Key Highlights
- AST SpaceMobile disclosed a first-quarter loss of 66 cents per share with sales totaling $14.7 million, significantly underperforming consensus expectations of a 23-cent loss on $39 million in revenue.
- Full-year 2026 revenue projections remain unchanged at $150 million to $200 million.
- Shares of ASTS declined approximately 11% in early Tuesday trading, touching $73.10.
- The satellite broadband company closed the quarter with roughly $3.5 billion in cash reserves and more than $1.2 billion in contracted revenue backlog.
- Analyst forecasts anticipate the company reaching profitability in 2028, with projected annual revenue of $1.6 billion.
Shares of AST SpaceMobile (ASTS) experienced a sharp decline of approximately 11% during Tuesday’s premarket session, dropping to around $73.10, following the release of first-quarter financial results that significantly underperformed analyst expectations.
The satellite communications company disclosed a quarterly loss of 66 cents per share alongside revenue of $14.7 million. The Street had been anticipating a more modest loss of 23 cents per share with revenue reaching $39 million. For comparison, the same quarter last year saw the company report a loss of 20 cents per share on revenue of merely $718,000.
The first-quarter shortfall represents a significant gap. Revenue figures arrived at barely more than one-third of analyst projections.
Despite the underwhelming quarterly performance, the company chose not to revise its annual forecast. AST SpaceMobile reaffirmed its full-year 2026 revenue guidance range of $150 million to $200 million. Current Wall Street consensus estimates point to $177 million for the full year.

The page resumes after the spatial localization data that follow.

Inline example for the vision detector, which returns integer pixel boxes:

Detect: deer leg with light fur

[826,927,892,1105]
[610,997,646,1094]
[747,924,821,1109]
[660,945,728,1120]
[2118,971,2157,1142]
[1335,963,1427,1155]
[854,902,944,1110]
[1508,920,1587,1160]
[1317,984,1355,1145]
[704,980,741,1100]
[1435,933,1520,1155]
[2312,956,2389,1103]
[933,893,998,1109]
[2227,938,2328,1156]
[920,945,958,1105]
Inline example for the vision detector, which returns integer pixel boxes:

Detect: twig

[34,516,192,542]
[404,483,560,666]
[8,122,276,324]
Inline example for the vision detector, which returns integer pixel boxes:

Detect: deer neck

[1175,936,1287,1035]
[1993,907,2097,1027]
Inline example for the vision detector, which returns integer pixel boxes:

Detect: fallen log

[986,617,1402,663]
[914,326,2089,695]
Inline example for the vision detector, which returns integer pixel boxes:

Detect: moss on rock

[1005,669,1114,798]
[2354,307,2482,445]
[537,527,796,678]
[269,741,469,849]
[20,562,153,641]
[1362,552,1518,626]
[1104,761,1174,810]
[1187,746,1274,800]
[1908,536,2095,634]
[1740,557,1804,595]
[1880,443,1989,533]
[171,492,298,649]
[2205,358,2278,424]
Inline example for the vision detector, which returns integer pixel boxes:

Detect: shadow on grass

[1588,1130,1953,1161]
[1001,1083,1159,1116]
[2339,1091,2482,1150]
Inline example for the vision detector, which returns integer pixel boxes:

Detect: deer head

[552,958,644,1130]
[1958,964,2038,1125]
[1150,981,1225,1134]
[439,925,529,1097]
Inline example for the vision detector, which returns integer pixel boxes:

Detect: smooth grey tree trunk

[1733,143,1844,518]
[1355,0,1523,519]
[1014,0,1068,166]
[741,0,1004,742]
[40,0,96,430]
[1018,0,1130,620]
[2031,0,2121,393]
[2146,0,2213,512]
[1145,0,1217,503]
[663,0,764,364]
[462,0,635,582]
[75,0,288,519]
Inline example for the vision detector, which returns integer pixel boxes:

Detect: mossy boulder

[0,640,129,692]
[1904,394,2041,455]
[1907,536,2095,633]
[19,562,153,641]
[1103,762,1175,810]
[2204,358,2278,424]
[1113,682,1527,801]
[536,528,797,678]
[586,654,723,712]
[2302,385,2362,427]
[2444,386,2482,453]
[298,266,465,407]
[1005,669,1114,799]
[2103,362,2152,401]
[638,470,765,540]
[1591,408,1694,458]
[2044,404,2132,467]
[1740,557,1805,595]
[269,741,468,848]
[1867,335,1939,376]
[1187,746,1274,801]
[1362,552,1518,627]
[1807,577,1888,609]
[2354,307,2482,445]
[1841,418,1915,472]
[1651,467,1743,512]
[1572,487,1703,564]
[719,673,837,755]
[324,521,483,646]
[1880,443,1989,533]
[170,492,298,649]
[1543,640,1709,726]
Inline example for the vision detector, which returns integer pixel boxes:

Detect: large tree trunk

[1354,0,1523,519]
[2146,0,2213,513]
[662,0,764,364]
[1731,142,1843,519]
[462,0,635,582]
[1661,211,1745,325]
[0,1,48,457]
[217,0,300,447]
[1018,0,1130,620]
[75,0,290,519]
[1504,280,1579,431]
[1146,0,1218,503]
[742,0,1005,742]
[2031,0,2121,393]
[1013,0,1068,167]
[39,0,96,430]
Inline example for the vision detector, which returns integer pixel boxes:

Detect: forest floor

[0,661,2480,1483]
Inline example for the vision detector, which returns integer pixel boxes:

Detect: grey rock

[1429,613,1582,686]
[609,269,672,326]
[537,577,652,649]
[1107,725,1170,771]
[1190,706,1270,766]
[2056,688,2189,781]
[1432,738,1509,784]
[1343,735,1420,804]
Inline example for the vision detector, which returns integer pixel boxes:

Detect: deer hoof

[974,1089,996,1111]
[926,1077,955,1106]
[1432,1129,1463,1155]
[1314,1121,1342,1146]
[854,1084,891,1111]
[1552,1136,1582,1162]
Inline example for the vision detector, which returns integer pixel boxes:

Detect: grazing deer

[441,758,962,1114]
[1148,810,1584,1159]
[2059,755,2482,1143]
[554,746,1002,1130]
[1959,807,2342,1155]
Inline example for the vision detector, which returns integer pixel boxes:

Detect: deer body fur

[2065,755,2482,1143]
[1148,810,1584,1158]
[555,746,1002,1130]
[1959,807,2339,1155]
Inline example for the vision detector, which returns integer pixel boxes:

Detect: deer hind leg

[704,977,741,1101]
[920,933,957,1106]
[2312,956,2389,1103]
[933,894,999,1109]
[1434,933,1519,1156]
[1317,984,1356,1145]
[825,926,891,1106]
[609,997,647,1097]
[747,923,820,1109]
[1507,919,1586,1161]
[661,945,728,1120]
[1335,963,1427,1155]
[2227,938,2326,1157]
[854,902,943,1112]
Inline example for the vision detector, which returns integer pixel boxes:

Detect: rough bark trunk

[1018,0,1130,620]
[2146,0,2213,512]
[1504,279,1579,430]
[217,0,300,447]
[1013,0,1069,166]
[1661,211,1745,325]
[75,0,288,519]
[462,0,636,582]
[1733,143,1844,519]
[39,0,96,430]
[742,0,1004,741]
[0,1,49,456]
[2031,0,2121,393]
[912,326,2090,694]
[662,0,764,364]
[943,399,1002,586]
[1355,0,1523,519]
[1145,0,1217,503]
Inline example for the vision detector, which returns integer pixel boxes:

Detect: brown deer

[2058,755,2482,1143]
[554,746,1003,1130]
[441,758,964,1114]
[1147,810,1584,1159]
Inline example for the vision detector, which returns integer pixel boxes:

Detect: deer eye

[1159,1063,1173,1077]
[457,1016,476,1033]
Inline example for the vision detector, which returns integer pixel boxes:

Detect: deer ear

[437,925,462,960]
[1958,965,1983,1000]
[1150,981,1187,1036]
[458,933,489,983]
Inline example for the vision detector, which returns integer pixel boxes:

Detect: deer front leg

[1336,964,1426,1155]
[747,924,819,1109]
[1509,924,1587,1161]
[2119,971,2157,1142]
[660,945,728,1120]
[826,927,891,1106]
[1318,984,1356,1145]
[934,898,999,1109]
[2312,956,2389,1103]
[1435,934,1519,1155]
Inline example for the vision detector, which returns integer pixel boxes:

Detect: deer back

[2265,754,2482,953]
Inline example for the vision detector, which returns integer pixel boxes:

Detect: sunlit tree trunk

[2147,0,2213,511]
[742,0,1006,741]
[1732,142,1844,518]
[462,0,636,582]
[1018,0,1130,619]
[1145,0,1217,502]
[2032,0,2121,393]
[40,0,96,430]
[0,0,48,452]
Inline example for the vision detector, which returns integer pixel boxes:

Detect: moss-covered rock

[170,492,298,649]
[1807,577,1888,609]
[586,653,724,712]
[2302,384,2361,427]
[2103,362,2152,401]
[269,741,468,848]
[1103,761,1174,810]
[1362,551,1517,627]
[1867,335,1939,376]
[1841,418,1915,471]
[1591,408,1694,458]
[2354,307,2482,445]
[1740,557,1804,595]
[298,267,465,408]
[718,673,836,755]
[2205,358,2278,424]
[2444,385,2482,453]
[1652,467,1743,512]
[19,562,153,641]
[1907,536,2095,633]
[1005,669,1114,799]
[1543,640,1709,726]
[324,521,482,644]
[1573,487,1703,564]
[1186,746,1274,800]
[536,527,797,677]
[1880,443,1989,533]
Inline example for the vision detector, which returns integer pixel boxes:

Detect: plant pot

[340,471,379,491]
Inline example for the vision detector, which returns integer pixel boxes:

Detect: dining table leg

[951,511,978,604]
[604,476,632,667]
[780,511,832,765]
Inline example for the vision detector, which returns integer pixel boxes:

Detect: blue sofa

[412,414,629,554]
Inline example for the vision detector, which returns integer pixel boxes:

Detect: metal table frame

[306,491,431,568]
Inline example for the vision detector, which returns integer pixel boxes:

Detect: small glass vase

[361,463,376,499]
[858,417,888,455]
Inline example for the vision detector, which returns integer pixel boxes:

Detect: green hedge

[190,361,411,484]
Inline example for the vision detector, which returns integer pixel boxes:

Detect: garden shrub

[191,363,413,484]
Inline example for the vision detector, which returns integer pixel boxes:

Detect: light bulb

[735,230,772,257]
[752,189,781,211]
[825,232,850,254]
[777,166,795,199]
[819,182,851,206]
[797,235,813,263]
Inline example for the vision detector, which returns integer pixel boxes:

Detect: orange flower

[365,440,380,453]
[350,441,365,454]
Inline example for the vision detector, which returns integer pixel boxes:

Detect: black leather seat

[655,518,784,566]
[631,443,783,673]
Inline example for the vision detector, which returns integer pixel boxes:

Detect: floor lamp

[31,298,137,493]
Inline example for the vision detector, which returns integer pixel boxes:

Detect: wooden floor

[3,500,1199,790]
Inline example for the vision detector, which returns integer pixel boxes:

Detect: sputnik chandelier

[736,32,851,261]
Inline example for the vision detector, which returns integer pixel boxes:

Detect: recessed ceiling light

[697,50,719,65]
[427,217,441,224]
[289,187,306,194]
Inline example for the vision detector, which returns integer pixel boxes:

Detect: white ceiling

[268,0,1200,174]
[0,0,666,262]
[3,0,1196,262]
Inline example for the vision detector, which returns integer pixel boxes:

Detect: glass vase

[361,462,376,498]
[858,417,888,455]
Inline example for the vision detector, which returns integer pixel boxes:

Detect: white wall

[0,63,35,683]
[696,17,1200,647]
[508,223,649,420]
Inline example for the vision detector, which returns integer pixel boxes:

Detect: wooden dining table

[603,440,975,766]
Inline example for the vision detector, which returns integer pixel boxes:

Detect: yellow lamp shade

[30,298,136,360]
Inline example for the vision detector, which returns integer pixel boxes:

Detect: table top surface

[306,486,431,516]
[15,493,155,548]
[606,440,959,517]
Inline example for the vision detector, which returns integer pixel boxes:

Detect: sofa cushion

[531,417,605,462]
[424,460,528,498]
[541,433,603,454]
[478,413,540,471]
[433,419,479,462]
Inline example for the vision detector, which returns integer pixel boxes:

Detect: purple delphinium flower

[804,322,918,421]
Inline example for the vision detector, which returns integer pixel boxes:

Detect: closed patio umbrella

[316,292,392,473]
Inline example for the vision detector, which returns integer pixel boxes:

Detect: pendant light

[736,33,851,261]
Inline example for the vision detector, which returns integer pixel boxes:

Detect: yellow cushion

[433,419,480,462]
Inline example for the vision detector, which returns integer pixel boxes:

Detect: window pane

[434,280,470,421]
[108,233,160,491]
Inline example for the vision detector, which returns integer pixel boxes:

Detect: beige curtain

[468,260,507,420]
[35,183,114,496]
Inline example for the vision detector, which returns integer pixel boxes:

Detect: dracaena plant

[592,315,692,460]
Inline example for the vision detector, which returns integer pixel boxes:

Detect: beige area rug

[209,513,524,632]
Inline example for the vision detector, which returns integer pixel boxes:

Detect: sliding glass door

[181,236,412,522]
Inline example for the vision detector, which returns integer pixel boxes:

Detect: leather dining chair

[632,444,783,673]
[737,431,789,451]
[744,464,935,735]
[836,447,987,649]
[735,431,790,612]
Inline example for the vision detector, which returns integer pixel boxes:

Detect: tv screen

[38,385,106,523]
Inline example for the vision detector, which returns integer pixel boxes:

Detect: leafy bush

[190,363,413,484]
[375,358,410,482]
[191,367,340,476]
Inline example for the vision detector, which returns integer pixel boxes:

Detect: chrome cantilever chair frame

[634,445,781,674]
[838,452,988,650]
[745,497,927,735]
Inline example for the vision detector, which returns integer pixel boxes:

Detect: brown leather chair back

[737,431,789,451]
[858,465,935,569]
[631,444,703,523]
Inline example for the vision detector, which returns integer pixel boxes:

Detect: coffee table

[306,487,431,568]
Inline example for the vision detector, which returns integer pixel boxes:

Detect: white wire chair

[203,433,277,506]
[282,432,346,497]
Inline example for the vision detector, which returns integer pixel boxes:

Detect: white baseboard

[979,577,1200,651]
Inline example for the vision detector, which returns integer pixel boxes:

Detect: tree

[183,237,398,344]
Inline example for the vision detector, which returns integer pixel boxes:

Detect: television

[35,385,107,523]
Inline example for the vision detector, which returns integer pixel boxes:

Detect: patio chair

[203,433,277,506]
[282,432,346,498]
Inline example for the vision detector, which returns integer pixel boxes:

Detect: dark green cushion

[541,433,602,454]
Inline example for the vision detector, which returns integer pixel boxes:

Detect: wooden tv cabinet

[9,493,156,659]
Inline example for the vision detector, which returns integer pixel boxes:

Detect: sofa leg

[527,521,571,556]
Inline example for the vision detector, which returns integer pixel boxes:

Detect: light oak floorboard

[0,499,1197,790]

This unchanged outlook provided some reassurance to the market following an otherwise lackluster quarterly report.
It’s important to recognize that ASTS shares had climbed 10% during Monday’s regular session in anticipation of earnings, and had surged 220% over the preceding twelve months. Market sentiment was extremely optimistic heading into the release.
Expanding the Satellite Infrastructure
AST is constructing a satellite-based cellular broadband infrastructure designed to enable conventional smartphones to establish direct satellite connections without requiring any specialized equipment.
The company recorded a maximum data transmission speed of 98.9 megabits per second utilizing its operational Block 1 satellites. Additionally, it has secured Federal Communications Commission approval to commercially operate its Bluebird satellite constellation within United States territory.
AST SpaceMobile’s deployment strategy calls for 45 satellites to be operational in orbit by year-end 2026. The company maintains over half a million square feet of manufacturing facilities across global locations to facilitate production demands.
Committed revenue agreements with commercial partners surpassed $1.2 billion as of the end of March. The earnings announcement did not provide an updated backlog figure.
A notable challenge emerged when the company experienced the loss of its Bluebird 7 satellite resulting from an upper stage malfunction during launch — highlighting the inherent operational risks associated with satellite deployment operations.
Timeline to Positive Earnings
Financial analysts don’t anticipate AST achieving profitability until 2028, at which point annual revenue is forecasted to reach $1.6 billion.
The company concluded the first quarter holding approximately $3.5 billion in cash and equivalents. Wall Street projections estimate cash consumption of roughly $1.6 billion throughout 2026 and $800 million during 2027, with expectations for positive free cash flow generation beginning in 2028.
Capital expenditures are expected to increase substantially in the second quarter, with company guidance pointing to $575 million to $650 million — primarily attributable to launch service payments.
AST SpaceMobile currently maintains a market capitalization of approximately $32 billion.
The company depends on several launch service providers, and any scheduling delays from these partners could potentially impact deployment timelines and subsequently affect revenue growth trajectories.
The Q2 capital expenditure guidance range of $575 million to $650 million highlights the significant capital requirements inherent in the current infrastructure development phase.